On June 1, she shared screenshots of an article about Tony McDade, a Black transgender man who had just been shot and killed by Tallahassee police. The article mentions his history of suicide attempts and sexual and physical abuse. “I will make sure his exact story is brought to the media y’all just hold on,” she wrote, “we do not ask for our stories to be put on display for pity but we deserve to be SEEN there cannot be any censorship on this matter.”
Five days later, she tweeted about being sexually assaulted: “Anyways I was molested in Tallahassee, Florida by a black man this morning at 5:30 on Richview and Park Ave.” In another tweet that day she wrote, “The same niggas i’m risking my life for are the same niggas who are convinced they are stealing away my ‘innocence’ or jewel not knowing that I am standing on a rock. Therefore I can never be broken or robbed.”
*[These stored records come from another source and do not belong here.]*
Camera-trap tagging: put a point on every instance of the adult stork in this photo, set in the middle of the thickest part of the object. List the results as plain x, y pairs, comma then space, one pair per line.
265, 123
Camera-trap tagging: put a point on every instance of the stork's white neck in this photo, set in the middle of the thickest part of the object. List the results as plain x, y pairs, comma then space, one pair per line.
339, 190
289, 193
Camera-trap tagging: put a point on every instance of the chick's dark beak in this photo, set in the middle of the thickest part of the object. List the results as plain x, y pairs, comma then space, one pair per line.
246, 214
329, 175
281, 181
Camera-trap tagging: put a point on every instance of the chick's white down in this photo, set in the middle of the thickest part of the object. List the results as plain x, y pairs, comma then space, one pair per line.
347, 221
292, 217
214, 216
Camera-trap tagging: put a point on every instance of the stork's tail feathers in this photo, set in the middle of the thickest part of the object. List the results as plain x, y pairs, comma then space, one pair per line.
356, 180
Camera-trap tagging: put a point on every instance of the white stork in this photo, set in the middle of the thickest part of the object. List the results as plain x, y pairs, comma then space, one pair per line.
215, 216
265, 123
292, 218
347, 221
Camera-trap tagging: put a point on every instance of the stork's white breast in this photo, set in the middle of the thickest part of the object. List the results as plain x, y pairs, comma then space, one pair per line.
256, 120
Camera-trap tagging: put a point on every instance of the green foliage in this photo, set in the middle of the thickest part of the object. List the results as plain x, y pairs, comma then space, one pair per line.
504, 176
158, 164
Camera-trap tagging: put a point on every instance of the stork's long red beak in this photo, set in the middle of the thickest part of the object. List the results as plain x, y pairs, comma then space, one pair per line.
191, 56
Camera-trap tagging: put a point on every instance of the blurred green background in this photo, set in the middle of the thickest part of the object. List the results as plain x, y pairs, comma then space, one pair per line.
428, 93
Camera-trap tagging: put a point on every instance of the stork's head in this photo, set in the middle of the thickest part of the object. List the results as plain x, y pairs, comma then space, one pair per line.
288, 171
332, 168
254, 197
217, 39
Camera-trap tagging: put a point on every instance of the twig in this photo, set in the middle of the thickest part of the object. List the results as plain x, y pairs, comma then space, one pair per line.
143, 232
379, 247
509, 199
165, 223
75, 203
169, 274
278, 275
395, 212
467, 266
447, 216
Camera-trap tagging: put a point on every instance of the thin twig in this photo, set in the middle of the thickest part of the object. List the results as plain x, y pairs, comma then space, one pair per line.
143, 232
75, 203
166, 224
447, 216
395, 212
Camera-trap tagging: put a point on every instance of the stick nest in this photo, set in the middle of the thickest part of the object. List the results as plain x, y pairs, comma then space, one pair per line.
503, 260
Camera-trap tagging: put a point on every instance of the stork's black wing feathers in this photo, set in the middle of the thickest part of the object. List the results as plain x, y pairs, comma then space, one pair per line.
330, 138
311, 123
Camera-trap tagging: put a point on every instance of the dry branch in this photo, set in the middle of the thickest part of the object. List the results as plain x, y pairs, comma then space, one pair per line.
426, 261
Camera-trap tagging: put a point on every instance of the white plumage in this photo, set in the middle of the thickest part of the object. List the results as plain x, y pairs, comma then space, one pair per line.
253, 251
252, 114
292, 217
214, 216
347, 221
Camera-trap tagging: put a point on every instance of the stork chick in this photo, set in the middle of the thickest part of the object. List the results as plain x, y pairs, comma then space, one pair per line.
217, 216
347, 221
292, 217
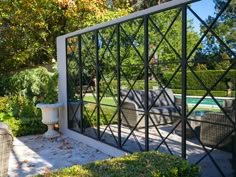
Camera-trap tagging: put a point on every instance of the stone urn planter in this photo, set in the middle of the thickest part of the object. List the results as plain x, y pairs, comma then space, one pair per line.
50, 116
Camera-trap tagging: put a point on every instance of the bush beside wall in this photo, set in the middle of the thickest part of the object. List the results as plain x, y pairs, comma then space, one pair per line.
138, 164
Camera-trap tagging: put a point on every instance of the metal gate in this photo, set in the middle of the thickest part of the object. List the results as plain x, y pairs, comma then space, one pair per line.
159, 79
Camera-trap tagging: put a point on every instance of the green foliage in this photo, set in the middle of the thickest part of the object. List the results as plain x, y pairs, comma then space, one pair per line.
38, 85
3, 103
21, 115
138, 164
201, 92
25, 126
29, 28
208, 77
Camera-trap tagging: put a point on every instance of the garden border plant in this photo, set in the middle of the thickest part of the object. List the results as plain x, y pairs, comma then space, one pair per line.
152, 163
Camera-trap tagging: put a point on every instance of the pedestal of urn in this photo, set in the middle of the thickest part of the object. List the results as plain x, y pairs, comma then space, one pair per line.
50, 116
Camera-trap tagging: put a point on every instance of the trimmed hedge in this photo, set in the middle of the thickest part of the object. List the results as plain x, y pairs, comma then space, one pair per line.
138, 164
208, 77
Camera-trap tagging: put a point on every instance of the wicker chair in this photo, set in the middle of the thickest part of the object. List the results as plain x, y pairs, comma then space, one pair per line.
215, 127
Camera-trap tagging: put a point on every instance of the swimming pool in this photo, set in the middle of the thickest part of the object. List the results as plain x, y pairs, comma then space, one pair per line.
208, 101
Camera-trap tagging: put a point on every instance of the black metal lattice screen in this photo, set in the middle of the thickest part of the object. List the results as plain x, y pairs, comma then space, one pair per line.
155, 81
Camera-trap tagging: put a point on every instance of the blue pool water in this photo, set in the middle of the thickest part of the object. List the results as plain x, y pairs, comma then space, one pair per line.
205, 101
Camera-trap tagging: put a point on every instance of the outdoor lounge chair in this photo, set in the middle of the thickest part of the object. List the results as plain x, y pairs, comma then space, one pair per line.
216, 129
163, 107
Salau also tweeted about her life beyond the violence that tracked her, but I can no longer retrieve those words. Her account is currently suspended, with a curt notice saying that “Twitter suspends accounts which violate the Twitter Rules.” This notice appeared months after her death and gives no explanation of what rule her dormant account might have violated. Salau’s informal public archive—where she shared her selfies, her thoughts, her mourning, where she rendered a self for the world—is at the moment lost to history, which is to say, history is adept at losing her.
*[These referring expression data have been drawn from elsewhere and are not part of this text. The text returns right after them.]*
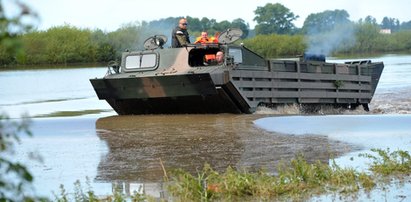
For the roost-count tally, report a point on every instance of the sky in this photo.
(109, 15)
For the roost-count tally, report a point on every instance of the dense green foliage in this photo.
(274, 45)
(328, 32)
(274, 18)
(296, 180)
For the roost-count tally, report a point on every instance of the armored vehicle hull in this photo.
(176, 80)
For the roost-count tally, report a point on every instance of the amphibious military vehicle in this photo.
(161, 80)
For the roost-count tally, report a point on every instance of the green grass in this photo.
(294, 180)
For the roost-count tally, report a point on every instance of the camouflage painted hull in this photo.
(195, 93)
(180, 84)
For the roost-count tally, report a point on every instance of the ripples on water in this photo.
(126, 150)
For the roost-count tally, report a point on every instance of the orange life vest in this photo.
(206, 40)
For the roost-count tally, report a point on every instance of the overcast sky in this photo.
(109, 15)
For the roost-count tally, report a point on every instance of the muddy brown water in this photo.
(139, 145)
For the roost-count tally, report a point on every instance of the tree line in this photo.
(275, 35)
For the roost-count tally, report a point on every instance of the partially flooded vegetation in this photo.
(294, 180)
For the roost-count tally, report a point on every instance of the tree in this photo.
(328, 31)
(240, 23)
(325, 21)
(11, 27)
(274, 18)
(390, 23)
(406, 25)
(370, 20)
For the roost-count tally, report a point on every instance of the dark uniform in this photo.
(179, 37)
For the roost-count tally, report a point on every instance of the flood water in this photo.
(79, 136)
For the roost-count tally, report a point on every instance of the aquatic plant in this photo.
(388, 163)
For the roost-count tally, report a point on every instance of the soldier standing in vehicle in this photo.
(180, 37)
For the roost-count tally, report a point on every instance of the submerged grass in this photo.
(294, 180)
(389, 163)
(297, 179)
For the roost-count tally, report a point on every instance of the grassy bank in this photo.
(294, 180)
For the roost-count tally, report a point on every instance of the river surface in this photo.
(80, 137)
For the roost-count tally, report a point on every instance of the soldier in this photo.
(179, 36)
(219, 57)
(205, 39)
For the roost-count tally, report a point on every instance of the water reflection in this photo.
(137, 144)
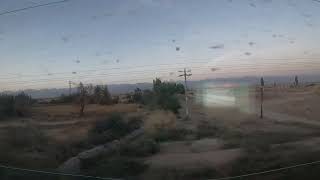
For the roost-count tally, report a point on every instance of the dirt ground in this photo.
(291, 117)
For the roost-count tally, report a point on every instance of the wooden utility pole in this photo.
(261, 95)
(69, 88)
(185, 75)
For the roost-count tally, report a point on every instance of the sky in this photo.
(130, 41)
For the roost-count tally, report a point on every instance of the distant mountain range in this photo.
(125, 88)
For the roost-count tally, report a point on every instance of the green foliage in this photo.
(102, 95)
(163, 95)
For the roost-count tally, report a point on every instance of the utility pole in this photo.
(261, 95)
(186, 73)
(69, 88)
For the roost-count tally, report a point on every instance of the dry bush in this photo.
(161, 126)
(27, 136)
(159, 120)
(317, 90)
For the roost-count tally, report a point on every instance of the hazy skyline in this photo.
(128, 41)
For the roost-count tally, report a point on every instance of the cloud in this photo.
(217, 46)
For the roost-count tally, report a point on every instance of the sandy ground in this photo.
(291, 119)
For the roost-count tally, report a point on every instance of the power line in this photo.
(268, 171)
(50, 81)
(166, 70)
(55, 173)
(170, 64)
(186, 73)
(32, 7)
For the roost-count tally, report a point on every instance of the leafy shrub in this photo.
(163, 95)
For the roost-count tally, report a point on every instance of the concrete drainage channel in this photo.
(73, 165)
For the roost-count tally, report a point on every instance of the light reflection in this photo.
(228, 95)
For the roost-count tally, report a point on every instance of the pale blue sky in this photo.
(124, 41)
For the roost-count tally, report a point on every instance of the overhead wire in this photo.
(32, 7)
(55, 173)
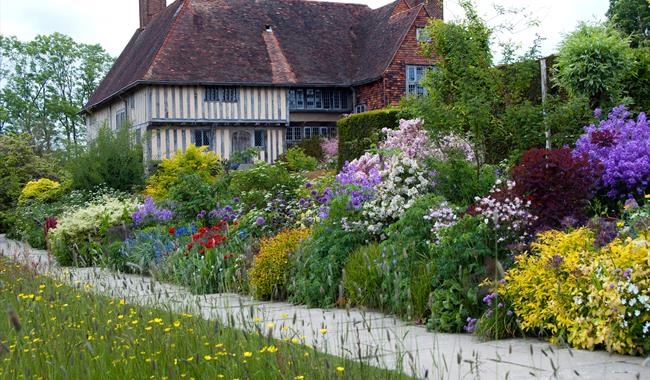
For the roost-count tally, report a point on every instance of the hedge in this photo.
(358, 132)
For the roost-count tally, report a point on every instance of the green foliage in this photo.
(637, 83)
(312, 147)
(298, 161)
(631, 18)
(268, 276)
(42, 190)
(19, 164)
(47, 82)
(318, 265)
(191, 194)
(112, 159)
(359, 132)
(166, 338)
(460, 267)
(206, 164)
(593, 62)
(252, 185)
(81, 232)
(458, 182)
(363, 276)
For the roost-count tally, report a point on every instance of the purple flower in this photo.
(620, 147)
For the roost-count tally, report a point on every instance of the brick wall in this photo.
(392, 87)
(372, 95)
(408, 54)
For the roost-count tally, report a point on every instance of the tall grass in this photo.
(54, 331)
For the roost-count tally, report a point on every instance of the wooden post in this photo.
(547, 130)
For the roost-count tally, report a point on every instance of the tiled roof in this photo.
(226, 42)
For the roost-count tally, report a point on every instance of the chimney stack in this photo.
(150, 9)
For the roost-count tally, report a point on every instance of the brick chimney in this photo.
(150, 9)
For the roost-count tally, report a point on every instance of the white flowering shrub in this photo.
(506, 213)
(441, 217)
(69, 241)
(403, 180)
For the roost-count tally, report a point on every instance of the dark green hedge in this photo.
(358, 132)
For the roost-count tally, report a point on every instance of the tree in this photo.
(45, 83)
(594, 62)
(632, 18)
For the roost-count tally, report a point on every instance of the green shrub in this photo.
(268, 276)
(206, 164)
(358, 132)
(460, 182)
(363, 276)
(318, 266)
(81, 233)
(252, 185)
(600, 54)
(312, 147)
(190, 195)
(298, 161)
(42, 190)
(459, 263)
(112, 159)
(19, 164)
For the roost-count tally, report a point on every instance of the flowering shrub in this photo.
(589, 297)
(268, 275)
(42, 190)
(505, 213)
(558, 184)
(403, 180)
(199, 161)
(441, 217)
(410, 138)
(298, 161)
(212, 260)
(620, 146)
(330, 149)
(148, 212)
(79, 232)
(144, 251)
I read what words of hers I can find. I look again at the selfie. I cry.
Throughout In the Wake: On Blackness and Being (2016), the scholar Christina Sharpe cyclically returns to a photograph of an injured young girl that she saw in an archive of images documenting the aftermath of the 2010 earthquake in Haiti. The archive offers the girl no name. She lies on a black stretcher, her head resting on a cold pack. There are uncovered wounds around her right eye, and on her forehead there is a piece of tape with the word Ship written on it.
Struck by this young Black girl made nameless, Sharpe works to see beyond the word Ship, which “threatens to block out” the details of the girl. She writes, “In her, I recognize myself, by which I mean I recognize the common conditions of Black being in the wake.” (To be in the wake, says Sharpe, is to live in and with the terror that undergirds Black existence.) Each time Sharpe goes back to the girl, she recalls her initial encounter with the image: “It was the look in her eyes that first stopped me,” Sharpe writes. “What is the look in her eyes? What do I do with it?”
At a salon to honor In the Wake, Barnard professor Kaiama Glover tried to describe what she saw in the girl’s gaze:
Resilience? Perhaps. Or perhaps defiance. Defiance at the idea of her expected resilience. Defiance at the idea of her expected elastic return to her original condition. Or perhaps even outrage. Outrage at the conditions of her participation in the archive and its carceral logics, its violence.
When I look at Salau’s image, something in me gives way. I try to name her gaze but I don’t know the private dreams she held aloft when she leaned her head, tugged her shirt, beheld herself.